Dès le 18 février, des tirs ont été signalés dans cette région, violant ainsi les accords de cessez-le-feu. L’attaque était planifiée puisqu’il faut tout de même se rappeler qu’en novembre dernier, la Russie commençait à déployer un grand nombre de troupes dans les zones frontalières avec l’Ukraine, ceci même si Vladimir Poutine laissait entendre qu’elles se retireraient.
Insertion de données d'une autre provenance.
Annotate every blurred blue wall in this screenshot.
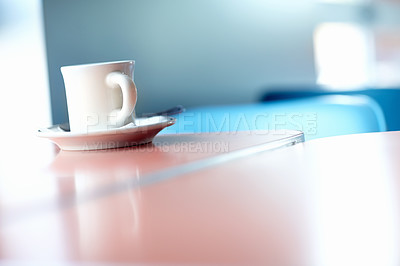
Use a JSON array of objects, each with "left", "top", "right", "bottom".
[{"left": 43, "top": 0, "right": 315, "bottom": 123}]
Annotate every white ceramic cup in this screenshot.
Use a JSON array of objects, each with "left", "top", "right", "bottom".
[{"left": 61, "top": 60, "right": 137, "bottom": 133}]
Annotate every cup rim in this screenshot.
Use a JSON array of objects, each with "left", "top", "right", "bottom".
[{"left": 60, "top": 60, "right": 135, "bottom": 71}]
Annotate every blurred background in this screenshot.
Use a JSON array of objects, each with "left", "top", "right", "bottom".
[{"left": 0, "top": 0, "right": 400, "bottom": 134}]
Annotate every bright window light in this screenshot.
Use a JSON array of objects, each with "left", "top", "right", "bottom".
[{"left": 314, "top": 23, "right": 373, "bottom": 88}]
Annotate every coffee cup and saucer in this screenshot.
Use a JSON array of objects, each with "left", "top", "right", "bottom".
[{"left": 37, "top": 60, "right": 175, "bottom": 150}]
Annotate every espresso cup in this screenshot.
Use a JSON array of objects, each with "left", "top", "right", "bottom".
[{"left": 61, "top": 60, "right": 137, "bottom": 133}]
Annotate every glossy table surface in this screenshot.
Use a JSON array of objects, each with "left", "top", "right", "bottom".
[{"left": 0, "top": 132, "right": 400, "bottom": 265}]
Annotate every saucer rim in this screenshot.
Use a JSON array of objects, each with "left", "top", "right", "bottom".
[{"left": 36, "top": 115, "right": 176, "bottom": 138}]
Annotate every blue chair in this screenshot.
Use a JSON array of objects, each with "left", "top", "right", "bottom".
[{"left": 162, "top": 95, "right": 386, "bottom": 140}]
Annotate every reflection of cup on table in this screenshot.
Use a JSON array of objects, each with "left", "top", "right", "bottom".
[{"left": 61, "top": 60, "right": 137, "bottom": 132}]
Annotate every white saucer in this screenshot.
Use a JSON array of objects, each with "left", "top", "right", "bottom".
[{"left": 37, "top": 116, "right": 176, "bottom": 150}]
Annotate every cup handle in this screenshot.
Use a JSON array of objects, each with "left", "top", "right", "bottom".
[{"left": 106, "top": 71, "right": 137, "bottom": 127}]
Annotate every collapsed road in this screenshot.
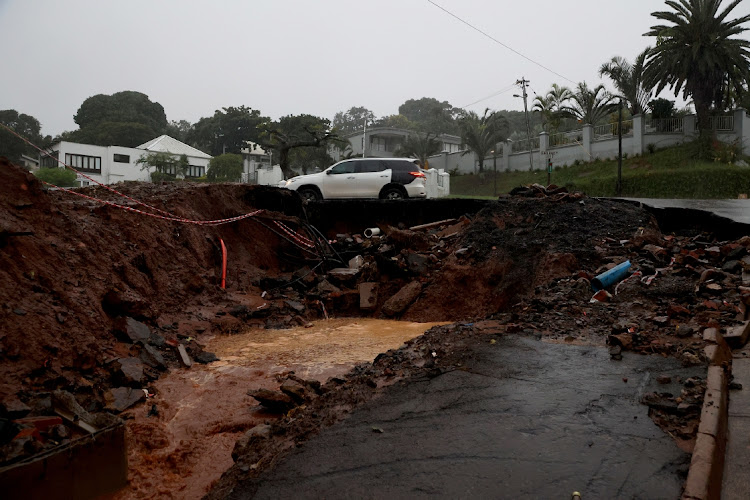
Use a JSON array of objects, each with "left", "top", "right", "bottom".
[{"left": 0, "top": 158, "right": 750, "bottom": 498}]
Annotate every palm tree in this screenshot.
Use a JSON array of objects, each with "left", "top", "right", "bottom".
[
  {"left": 532, "top": 83, "right": 573, "bottom": 132},
  {"left": 459, "top": 109, "right": 508, "bottom": 172},
  {"left": 599, "top": 47, "right": 652, "bottom": 115},
  {"left": 645, "top": 0, "right": 750, "bottom": 134},
  {"left": 560, "top": 82, "right": 617, "bottom": 125},
  {"left": 394, "top": 132, "right": 443, "bottom": 166}
]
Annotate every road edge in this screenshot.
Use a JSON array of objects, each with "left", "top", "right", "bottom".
[{"left": 682, "top": 328, "right": 732, "bottom": 500}]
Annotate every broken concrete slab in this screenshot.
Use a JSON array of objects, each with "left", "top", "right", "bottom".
[
  {"left": 359, "top": 283, "right": 380, "bottom": 311},
  {"left": 107, "top": 387, "right": 146, "bottom": 412},
  {"left": 383, "top": 281, "right": 422, "bottom": 316},
  {"left": 140, "top": 344, "right": 167, "bottom": 370},
  {"left": 724, "top": 321, "right": 750, "bottom": 349},
  {"left": 117, "top": 358, "right": 143, "bottom": 385},
  {"left": 247, "top": 389, "right": 297, "bottom": 413},
  {"left": 177, "top": 344, "right": 193, "bottom": 368}
]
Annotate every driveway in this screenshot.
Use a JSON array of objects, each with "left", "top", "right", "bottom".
[{"left": 231, "top": 336, "right": 705, "bottom": 499}]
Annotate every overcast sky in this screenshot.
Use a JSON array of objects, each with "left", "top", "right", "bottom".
[{"left": 0, "top": 0, "right": 750, "bottom": 135}]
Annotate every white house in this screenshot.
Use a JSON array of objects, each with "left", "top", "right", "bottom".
[{"left": 40, "top": 135, "right": 212, "bottom": 186}]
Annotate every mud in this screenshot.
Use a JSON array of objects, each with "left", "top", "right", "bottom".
[
  {"left": 113, "top": 319, "right": 434, "bottom": 500},
  {"left": 0, "top": 155, "right": 750, "bottom": 495}
]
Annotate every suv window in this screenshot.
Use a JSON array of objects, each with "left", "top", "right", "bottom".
[
  {"left": 331, "top": 161, "right": 356, "bottom": 174},
  {"left": 357, "top": 160, "right": 388, "bottom": 173},
  {"left": 388, "top": 161, "right": 419, "bottom": 172}
]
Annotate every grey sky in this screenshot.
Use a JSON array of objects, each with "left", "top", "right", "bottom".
[{"left": 0, "top": 0, "right": 750, "bottom": 135}]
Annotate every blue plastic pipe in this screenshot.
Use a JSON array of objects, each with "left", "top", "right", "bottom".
[{"left": 591, "top": 260, "right": 630, "bottom": 292}]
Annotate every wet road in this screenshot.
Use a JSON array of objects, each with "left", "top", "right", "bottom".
[
  {"left": 238, "top": 337, "right": 705, "bottom": 499},
  {"left": 114, "top": 318, "right": 444, "bottom": 500},
  {"left": 622, "top": 198, "right": 750, "bottom": 224}
]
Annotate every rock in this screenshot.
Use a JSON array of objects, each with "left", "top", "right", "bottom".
[
  {"left": 0, "top": 395, "right": 31, "bottom": 420},
  {"left": 383, "top": 281, "right": 422, "bottom": 316},
  {"left": 609, "top": 345, "right": 622, "bottom": 361},
  {"left": 195, "top": 351, "right": 219, "bottom": 365},
  {"left": 247, "top": 389, "right": 297, "bottom": 413},
  {"left": 406, "top": 253, "right": 430, "bottom": 275},
  {"left": 232, "top": 424, "right": 271, "bottom": 462},
  {"left": 284, "top": 300, "right": 305, "bottom": 313},
  {"left": 359, "top": 283, "right": 379, "bottom": 311},
  {"left": 656, "top": 375, "right": 672, "bottom": 385},
  {"left": 117, "top": 358, "right": 143, "bottom": 385},
  {"left": 721, "top": 258, "right": 743, "bottom": 274},
  {"left": 177, "top": 344, "right": 193, "bottom": 368},
  {"left": 317, "top": 280, "right": 341, "bottom": 295},
  {"left": 119, "top": 318, "right": 151, "bottom": 344},
  {"left": 279, "top": 380, "right": 307, "bottom": 403},
  {"left": 140, "top": 339, "right": 167, "bottom": 370},
  {"left": 107, "top": 387, "right": 146, "bottom": 412}
]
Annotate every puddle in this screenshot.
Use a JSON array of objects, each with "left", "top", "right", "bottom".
[{"left": 113, "top": 318, "right": 443, "bottom": 500}]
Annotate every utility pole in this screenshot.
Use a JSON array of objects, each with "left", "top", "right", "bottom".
[
  {"left": 513, "top": 76, "right": 534, "bottom": 170},
  {"left": 617, "top": 99, "right": 622, "bottom": 196}
]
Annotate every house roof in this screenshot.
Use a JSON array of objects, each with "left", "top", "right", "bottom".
[{"left": 138, "top": 135, "right": 213, "bottom": 160}]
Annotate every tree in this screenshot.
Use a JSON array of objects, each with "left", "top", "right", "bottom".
[
  {"left": 135, "top": 153, "right": 190, "bottom": 182},
  {"left": 398, "top": 97, "right": 460, "bottom": 135},
  {"left": 167, "top": 120, "right": 193, "bottom": 142},
  {"left": 186, "top": 106, "right": 269, "bottom": 156},
  {"left": 0, "top": 109, "right": 51, "bottom": 161},
  {"left": 644, "top": 0, "right": 750, "bottom": 135},
  {"left": 459, "top": 109, "right": 508, "bottom": 172},
  {"left": 374, "top": 115, "right": 417, "bottom": 130},
  {"left": 206, "top": 153, "right": 242, "bottom": 182},
  {"left": 561, "top": 82, "right": 617, "bottom": 125},
  {"left": 599, "top": 47, "right": 651, "bottom": 115},
  {"left": 531, "top": 83, "right": 573, "bottom": 132},
  {"left": 73, "top": 90, "right": 167, "bottom": 135},
  {"left": 34, "top": 167, "right": 78, "bottom": 187},
  {"left": 394, "top": 132, "right": 443, "bottom": 168},
  {"left": 257, "top": 114, "right": 345, "bottom": 178},
  {"left": 333, "top": 106, "right": 375, "bottom": 134}
]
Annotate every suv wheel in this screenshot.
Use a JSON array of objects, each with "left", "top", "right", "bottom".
[
  {"left": 297, "top": 188, "right": 322, "bottom": 201},
  {"left": 381, "top": 188, "right": 406, "bottom": 200}
]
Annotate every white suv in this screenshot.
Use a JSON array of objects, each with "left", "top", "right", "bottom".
[{"left": 284, "top": 158, "right": 427, "bottom": 201}]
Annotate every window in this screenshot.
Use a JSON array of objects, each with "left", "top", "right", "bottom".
[
  {"left": 65, "top": 153, "right": 102, "bottom": 174},
  {"left": 39, "top": 151, "right": 60, "bottom": 168},
  {"left": 331, "top": 161, "right": 355, "bottom": 174},
  {"left": 185, "top": 165, "right": 206, "bottom": 177},
  {"left": 357, "top": 160, "right": 387, "bottom": 173}
]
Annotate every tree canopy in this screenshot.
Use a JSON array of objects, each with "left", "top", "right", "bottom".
[
  {"left": 333, "top": 106, "right": 375, "bottom": 134},
  {"left": 185, "top": 106, "right": 269, "bottom": 156},
  {"left": 206, "top": 153, "right": 242, "bottom": 182},
  {"left": 257, "top": 114, "right": 340, "bottom": 178},
  {"left": 0, "top": 109, "right": 51, "bottom": 161},
  {"left": 645, "top": 0, "right": 750, "bottom": 134}
]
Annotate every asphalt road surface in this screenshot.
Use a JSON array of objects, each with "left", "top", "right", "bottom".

La parole aux journaux de rue

Avec l’aide du Réseau international des journaux de rue (INSP), dont L’Itinéraire est membre, des représentants des journaux de rue et d’organismes proches de l’Ukraine témoignent du quotidien des citoyens de même que des personnes marginalisées depuis le début de l’invasion russe.

Dans ce pays où la pauvreté, le chômage et l’itinérance est une réalité, plusieurs personnes avaient déjà du mal à accéder aux besoins de base. « Nous sommes profondément inquiets pour ces communautés vulnérables qui sont innocentes », peut-on lire dans un communiqué rédigé par l’INSP, qui regroupe une centaine de journaux de rue dans le monde.

The Way Home, une organisation caritative d’Odessa, ville portuaire au sud de l’Ukraine, travaille auprès des personnes marginalisées. Il y a quelques années, elle produisait un journal de rue du même nom. Le 24 février, le directeur de l’organisation, Sergey Kostin témoignait : « En ce moment, nous traversons des temps très difficiles, mais nous faisons notre travail avec constance. On nous a demandé d’héberger dans nos refuges des femmes avec des enfants qui venaient du front. Il y a aussi notre clientèle régulière qui est aussi vulnérable en raison de leur pauvreté. Je ne sais même pas comment ils parviennent à survivre. »

Se disant horrifiées par la situation, Dagmara Szlandrowicz et Patrycja Zenker du journal de rue polonais, Gazeta Uliczna exprimaient aussi leur solidarité, leur amitié et leur fraternité envers le peuple ukrainien. « Même si on avait des informations sur cette attaque, plusieurs d’entre nous n’y croyaient pas,explique Mme Zenker, rédactrice en chef du journal de rue. On ne pensait pas que c’était possible dans notre monde moderne. De nombreux Ukrainiens vivent et travaillent en Pologne, mais actuellement plusieurs réfugiés sans passeport veulent franchir la frontière. Nous attendons que les autorités rendent cela possible. »

En Pologne, de nombreuses organisations aident à traduire, conseillent juridiquement ou soutiennent psychologiquement ceux qui en ont besoin. « Desdrapeaux ukrainiens sont affichés dans les fenêtres de nos bureaux. Nos réseaux sociaux sont aux couleurs de l’Ukraine et toutes les sources d’informations fiables reçues sont partagées », dit la rédactrice en chef.